Элиот был изумительно элегантен – высокий, во фраке, с приветливой улыбкой на широком порозовевшем лице, с лучистыми голубыми глазами, которые так и сияли в полном душевном покое. Все шло прекрасно до последнего акта оперы, когда героя и героиню запирают в герметически закрытое помещение, где им предстоит смерть от удушья. Когда обреченные любовники сделали глубокий вдох, Элиот крикнул им:
– Только не пытайтесь петь, дольше продержитесь!
Элиот встал, перегнулся через барьер ложи и начал уговаривать певца и певицу:
– Вы же про кислород ничего не знаете. А я знаю. Поверьте, вам сейчас нельзя петь!
Лицо Элиота вдруг побелело, потеряло всякое выражение. Сильвия дернула его за рукав. Он растерянно взглянул на нее и дал себя увести безо всякого сопротивления – казалось, что она ведет на веревочке воздушный шарик.
3
Норман Мушари узнал, что в тот вечер, когда давали «Аиду», Элиот снова исчез, выскочив из машины на углу Сорок второй улицы и Пятой авеню, когда они ехали домой.

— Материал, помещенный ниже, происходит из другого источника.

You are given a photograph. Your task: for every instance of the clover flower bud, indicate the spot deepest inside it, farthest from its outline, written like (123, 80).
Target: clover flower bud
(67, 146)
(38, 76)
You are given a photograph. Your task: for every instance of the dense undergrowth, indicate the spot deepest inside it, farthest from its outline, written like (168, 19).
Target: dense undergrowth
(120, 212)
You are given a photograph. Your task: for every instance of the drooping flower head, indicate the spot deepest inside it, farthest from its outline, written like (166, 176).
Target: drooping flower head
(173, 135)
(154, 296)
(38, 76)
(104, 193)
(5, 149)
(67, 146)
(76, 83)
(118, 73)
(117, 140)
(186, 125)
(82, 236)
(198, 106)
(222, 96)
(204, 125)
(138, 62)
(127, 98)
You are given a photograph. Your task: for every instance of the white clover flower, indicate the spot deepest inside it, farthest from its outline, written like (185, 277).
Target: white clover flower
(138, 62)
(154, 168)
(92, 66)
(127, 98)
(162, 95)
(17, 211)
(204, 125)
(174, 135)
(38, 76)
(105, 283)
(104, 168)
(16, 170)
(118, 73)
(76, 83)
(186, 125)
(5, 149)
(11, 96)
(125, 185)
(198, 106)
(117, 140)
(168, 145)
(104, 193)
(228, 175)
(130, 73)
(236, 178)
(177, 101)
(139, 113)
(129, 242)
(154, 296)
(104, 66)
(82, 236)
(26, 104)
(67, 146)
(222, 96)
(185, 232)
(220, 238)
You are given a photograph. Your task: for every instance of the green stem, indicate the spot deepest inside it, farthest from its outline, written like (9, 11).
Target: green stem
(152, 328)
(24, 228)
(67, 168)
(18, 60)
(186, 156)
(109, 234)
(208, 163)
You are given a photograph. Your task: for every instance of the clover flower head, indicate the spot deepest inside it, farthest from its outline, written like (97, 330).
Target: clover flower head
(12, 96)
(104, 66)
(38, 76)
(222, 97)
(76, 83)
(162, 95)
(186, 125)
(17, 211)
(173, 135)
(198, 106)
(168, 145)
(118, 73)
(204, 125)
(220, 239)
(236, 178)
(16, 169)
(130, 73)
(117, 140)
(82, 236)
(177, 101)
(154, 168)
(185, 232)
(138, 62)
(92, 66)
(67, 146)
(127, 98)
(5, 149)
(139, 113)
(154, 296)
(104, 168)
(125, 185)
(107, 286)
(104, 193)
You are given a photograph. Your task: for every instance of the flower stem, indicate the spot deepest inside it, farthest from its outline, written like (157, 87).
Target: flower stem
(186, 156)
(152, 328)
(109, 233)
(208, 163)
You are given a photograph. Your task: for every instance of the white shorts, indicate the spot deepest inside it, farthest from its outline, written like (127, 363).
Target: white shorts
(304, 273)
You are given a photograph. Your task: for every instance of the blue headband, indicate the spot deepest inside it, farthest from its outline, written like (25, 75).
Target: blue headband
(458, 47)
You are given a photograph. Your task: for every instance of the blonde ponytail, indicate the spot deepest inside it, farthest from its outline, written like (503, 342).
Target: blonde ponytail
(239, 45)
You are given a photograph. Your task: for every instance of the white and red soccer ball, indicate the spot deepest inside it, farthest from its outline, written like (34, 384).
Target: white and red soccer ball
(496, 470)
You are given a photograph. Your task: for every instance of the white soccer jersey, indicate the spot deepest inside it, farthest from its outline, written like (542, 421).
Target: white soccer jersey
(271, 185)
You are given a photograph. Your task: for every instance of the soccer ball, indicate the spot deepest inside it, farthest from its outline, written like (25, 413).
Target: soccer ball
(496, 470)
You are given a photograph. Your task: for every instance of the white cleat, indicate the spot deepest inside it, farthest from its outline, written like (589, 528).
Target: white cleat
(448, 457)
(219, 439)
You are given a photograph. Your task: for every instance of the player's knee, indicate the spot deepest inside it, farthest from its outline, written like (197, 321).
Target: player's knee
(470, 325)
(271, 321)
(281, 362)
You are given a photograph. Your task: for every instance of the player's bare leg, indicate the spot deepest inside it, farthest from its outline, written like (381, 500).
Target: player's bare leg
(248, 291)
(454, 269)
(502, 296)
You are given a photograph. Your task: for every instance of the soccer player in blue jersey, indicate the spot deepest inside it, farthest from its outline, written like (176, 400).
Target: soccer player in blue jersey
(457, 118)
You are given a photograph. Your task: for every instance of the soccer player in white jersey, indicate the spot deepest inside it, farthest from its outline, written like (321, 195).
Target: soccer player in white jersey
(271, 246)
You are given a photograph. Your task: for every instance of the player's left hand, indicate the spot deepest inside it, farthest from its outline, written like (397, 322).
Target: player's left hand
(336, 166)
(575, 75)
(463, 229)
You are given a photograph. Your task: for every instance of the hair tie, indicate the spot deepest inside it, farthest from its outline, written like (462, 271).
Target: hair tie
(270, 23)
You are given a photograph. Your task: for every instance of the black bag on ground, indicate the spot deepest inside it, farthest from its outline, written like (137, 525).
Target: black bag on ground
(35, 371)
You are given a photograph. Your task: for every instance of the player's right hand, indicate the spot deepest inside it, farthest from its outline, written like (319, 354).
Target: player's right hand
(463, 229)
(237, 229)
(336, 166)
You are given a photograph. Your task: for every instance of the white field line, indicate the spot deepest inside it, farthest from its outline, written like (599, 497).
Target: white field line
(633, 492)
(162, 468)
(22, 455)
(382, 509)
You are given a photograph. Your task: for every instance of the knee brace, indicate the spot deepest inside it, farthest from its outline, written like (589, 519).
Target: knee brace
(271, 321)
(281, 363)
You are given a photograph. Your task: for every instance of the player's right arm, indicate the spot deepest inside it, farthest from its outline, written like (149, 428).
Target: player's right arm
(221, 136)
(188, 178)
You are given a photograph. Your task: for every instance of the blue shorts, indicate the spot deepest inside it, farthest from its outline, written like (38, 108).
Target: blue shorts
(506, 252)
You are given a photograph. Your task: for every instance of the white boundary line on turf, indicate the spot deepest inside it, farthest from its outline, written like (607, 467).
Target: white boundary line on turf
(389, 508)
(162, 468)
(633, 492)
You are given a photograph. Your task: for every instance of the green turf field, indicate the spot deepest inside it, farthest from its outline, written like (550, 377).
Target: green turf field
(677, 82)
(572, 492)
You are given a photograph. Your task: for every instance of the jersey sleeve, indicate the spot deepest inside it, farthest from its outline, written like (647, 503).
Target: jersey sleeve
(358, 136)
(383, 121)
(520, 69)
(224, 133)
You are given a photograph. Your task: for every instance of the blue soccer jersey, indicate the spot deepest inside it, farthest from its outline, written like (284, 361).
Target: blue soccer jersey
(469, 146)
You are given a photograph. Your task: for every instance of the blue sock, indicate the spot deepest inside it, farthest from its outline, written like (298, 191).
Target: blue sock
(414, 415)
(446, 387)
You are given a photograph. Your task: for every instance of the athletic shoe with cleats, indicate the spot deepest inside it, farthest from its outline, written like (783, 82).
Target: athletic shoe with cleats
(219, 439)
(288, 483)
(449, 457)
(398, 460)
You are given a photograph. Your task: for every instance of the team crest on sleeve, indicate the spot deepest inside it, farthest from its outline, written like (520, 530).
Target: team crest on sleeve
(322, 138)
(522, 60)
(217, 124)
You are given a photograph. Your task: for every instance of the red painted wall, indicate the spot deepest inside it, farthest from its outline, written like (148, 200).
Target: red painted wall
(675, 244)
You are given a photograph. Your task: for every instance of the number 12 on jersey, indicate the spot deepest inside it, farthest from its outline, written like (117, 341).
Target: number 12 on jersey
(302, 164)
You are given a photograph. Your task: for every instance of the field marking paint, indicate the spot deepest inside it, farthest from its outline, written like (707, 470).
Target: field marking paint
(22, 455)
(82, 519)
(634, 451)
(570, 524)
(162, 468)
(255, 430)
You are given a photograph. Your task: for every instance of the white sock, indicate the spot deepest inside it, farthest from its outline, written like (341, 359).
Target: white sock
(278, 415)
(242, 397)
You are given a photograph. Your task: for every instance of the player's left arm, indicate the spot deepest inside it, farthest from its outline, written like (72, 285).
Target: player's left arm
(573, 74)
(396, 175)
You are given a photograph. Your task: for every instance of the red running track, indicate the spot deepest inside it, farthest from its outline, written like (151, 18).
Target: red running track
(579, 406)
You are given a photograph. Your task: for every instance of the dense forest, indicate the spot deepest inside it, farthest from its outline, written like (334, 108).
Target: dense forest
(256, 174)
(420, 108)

Десять дней спустя Сильвия получила следующее письмо, написанное на почтовой бумаге со штампом Добровольной пожарной бригады города Эльсинор, штат Калифорния. Очевидно, название городка повлияло на его раздумья о себе, потому что он в чем-то отождествлял себя с шекспировским Гамлетом:
«Милая Офелия!
Эльсинор оказался вовсе не таким, как я ожидал, а может быть, их несколько, и я попал не в тот Эльсинор. Правда, школьная команда футболистов назвалась „Смелые датчане“. Но вся округа зовет их „Унылые датчане“. За три последних года они выиграли один раз, сделали ничью тоже один раз и проиграли двадцать четыре матча. Впрочем, проигрыш неизбежен, когда в полузащиту становится Гамлет.
Когда мы ехали в машине, ты мне сказала напоследок, что нам, по-видимому, надо развестись. Я до сих пор не понимал, что жизнь со мной стала для тебя настолько тягостной. Зато понимаю, что я ничего не понимаю: например, я все еще никак не могу понять, что я и вправду алкоголик, хотя первый встречный сразу все видит.
Может быть, я льщу себе, думая, что у меня много общего с Гамлетом, что и у меня есть важная миссия в жизни, хотя пока что я еще не знаю, как к ней подступиться. У Гамлета было большое преимущество передо мной: тень его отца точно объяснила ему, что надо делать, а я действую безо всяких инструкций. Но что-то мне подсказывает, куда идти, что там делать и зачем это нужно. Не пугайся, никаких голосов я не слышу. Просто чувствую, что есть у меня какое-то предназначение, далекое от той пустой и показной жизни, которую мы ведем в Нью-Йорке. Вот я и брожу.
Брожу…
Для Нормана Мушари было большим разочарованием, когда он прочитал, что Элиот никаких „голосов“ не слышит. Но в конце письма определенно чувствовалось безумие: Элиот подробно описывал все пожарные машины Эльсинора, как будто Сильвии только это и было интересно:
…Здешние машины выкрашены в черную и оранжевую полосы, как тигры. Вид потрясающий. В воду они подбавляют химикалии, чтобы струя легче проникала сквозь деревянные стены в пламя пожара. Это, конечно, имеет смысл, если только от химикалий не портятся насосы и шланги. Эти средства стали применять не так давно, и пока их действие проверить трудно. Здешним пожарником предложил посоветоваться с фирмой, изготовляющей, насосы и шланги, и они обещали сделать запрос. Меня они считают очень знаменитым пожарным из столичных мест. Чудесные люди. Они ничуть не похожи на тех пердунчиков и попрыгунчиков, которые стучатся в двери Фонда Розуотера. Они такие, как те американцы, с которыми я встречался на войне.
Наберись терпения, Офелия.
Любящий тебя
Гамлет».
2
Веблен Торстейн (1857–1929) – американский экономист и социолог.